The Moore Lookout Tower is a historic fire lookout tower located on Scott County Road 503 in Forest, Scott County, Mississippi. Built in 1940 by the Civilian Conservation Corps (CCC), the tower is a rare example of its type and has been listed on the National Register of Historic Places.

== History ==
The Moore Lookout Tower was constructed in 1940 as part of the early development of the National Forests in Mississippi during the 1930s and 1940s. It was built by the Civilian Conservation Corps, a key New Deal program that provided jobs and developed infrastructure during the Great Depression. The tower is named for its location in the Bienville National Forest.

== Design ==
The tower stands at 100 feet tall and features a distinctive design where the staircase wraps around the exterior of the steel frame, unlike other fire towers with internal stairs. The lookout cab at the top is constructed from wood, with weatherboard siding and a wood-shingled hipped roof.

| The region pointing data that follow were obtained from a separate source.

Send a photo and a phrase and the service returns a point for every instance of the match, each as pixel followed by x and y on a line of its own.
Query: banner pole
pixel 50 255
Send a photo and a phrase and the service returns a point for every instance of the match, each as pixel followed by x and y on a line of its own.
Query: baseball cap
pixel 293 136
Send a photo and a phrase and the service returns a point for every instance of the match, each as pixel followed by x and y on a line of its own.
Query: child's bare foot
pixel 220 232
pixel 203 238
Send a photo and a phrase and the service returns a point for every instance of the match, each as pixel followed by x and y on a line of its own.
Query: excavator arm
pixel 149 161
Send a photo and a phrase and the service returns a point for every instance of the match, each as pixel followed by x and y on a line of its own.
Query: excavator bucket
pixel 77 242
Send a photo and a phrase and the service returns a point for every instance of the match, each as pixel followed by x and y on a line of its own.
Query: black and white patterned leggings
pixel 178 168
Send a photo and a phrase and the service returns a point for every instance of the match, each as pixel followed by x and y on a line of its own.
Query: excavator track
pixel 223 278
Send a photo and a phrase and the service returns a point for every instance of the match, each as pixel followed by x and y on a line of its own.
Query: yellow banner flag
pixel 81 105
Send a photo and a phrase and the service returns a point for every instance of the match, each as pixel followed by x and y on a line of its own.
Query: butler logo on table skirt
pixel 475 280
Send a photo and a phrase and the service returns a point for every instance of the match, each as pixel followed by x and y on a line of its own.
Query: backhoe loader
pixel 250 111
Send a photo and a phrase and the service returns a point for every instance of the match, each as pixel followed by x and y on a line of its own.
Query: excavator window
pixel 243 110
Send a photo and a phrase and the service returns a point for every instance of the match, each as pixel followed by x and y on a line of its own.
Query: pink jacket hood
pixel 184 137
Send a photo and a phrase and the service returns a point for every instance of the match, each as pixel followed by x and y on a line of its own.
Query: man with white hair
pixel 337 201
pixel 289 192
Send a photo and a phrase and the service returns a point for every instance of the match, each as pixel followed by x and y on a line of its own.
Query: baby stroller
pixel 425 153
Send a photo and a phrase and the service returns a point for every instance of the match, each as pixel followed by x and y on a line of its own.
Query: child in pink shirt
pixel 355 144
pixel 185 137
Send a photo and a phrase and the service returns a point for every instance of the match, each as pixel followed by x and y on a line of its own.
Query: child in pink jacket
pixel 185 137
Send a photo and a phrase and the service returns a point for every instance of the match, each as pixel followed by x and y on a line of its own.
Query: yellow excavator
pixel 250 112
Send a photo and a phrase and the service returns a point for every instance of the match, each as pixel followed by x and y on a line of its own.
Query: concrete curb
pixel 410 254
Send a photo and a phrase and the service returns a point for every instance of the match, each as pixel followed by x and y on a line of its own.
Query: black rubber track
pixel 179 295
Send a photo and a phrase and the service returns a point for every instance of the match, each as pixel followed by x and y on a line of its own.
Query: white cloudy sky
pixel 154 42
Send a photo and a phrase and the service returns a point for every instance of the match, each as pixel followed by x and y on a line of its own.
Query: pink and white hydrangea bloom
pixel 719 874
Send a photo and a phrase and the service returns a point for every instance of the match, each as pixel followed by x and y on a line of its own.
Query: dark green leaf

The cab includes a deck surrounded by chain-link fencing for safety and has one-over-one double-hung metal frame windows.

== Significance ==
The Moore Lookout Tower is the only known example of its specific type in Mississippi, making it a unique and valuable historical structure. It is significant both locally and statewide under Criterion C of the National Register of Historic Places criteria for its unique architectural characteristics and its role in forest conservation efforts during the early 20th century. The tower is recognized for its significance in the area of architecture during the period of 1925–1949.

== Associated structures ==
At the base of the tower is a nonhistoric, one-story concrete block radio hut with a flat roof, which does not contribute to the historical significance of the tower.